Mobiles
All mobiles are handmade by me, ship fully assembled within three business days (unless it’s a custom order), and come with a ceiling hook. They’re available through my shop on Etsy, or contact me for a custom mobile or kinetic art installation. Please also see the feedback from previous customers and my policies.
Wondering what these things are you’re looking at? They are mobiles, as in art, type of sculpture based on balance and characterized by the ability to move when propelled by air currents, by touch, or by a small motor at any one time.
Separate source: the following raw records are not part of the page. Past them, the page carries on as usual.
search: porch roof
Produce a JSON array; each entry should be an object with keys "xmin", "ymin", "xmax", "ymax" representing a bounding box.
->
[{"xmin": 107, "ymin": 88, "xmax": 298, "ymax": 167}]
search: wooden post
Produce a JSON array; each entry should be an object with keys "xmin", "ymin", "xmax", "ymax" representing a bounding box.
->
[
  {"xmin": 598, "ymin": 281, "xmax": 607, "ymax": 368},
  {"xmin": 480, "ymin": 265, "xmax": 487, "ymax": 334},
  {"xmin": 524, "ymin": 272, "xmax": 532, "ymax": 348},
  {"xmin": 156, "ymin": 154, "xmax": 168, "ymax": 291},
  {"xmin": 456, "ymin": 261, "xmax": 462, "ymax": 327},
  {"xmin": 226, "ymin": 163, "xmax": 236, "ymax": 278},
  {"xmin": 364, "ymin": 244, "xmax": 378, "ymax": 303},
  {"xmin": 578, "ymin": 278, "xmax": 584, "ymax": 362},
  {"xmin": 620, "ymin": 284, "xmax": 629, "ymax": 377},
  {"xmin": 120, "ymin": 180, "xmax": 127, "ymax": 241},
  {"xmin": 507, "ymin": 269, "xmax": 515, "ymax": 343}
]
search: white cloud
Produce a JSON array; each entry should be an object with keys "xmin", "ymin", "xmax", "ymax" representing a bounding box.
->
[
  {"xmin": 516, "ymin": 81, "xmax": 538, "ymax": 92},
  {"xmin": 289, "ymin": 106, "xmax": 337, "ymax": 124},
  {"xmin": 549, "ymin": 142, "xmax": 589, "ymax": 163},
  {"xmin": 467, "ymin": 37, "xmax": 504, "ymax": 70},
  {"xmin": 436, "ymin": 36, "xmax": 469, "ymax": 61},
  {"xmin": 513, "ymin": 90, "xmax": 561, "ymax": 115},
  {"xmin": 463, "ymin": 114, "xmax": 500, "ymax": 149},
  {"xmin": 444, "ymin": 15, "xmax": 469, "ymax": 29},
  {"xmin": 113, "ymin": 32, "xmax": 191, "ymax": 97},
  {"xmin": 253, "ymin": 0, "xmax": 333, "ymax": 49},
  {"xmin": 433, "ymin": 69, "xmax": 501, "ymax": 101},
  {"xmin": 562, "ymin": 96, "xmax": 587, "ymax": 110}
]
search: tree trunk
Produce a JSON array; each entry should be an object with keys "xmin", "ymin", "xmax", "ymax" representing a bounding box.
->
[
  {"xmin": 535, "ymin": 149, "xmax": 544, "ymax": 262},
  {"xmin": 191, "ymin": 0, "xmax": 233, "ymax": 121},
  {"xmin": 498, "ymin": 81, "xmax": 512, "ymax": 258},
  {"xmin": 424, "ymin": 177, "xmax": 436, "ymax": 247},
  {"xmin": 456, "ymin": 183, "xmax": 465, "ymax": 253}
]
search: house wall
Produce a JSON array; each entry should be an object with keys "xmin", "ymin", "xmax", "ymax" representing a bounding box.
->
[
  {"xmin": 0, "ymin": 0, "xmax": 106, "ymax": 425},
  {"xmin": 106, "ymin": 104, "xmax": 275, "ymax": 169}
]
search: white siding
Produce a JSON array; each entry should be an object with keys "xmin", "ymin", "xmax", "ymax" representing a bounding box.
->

The most striking feature of the mobile is that, unlike traditional sculpture, it achieves its artistic effect through movement; it is the most familiar form of kinetic art, which requires movement of some kind.
A typical mobile consists of a group of shapes, frequently abstract, that are connected by wires, string (often nylon thread), metal rods, hollow aluminum tubes, swivels, or the like. The shapes are usually made of sheet metal, wood, plastic, glass, acrylic glass (plexi glass), foam, paper, or aluminum honeycomb panels. Although mobiles are usually suspended (often hanging from a ceiling), some are designed to stand on a platform or floor, and are then usually called “stabiles” (a term coined by Jean Arp), or just “kinetic sculptures”, the term “kinetic” meaning “moving” or “in motion”.
I’ve come across a mobile made in 1751, however the Russian artist Aleksandr Rodchenko and the French artist Marcel Duchamp (who gave it the name “mobile”) are credited with experimenting with the form first in the 1920s, which was then mostly developed by the American sculptor Alexander Calder (influenced by the abstract work of Piet Mondrian, Joan Miró and Sophie Taeuber-Arp) beginning in the 1930s.
Other notable mobile makers and kinetic sculptors include Bruno Munari, Lynn Chadwick, Kenneth Martin, Jean Tinguely, Julio Le Parc, Yvaral (Jean-Pierre Vasarely), Joël Stein, Man Ray, George Rickey, Stephen H. Kawai, Ebon Heath, Christian Flensted, Matt Richards (Ekko Mobiles), Julie Frith, Maurizio Cattelan, and Miranda Watkins.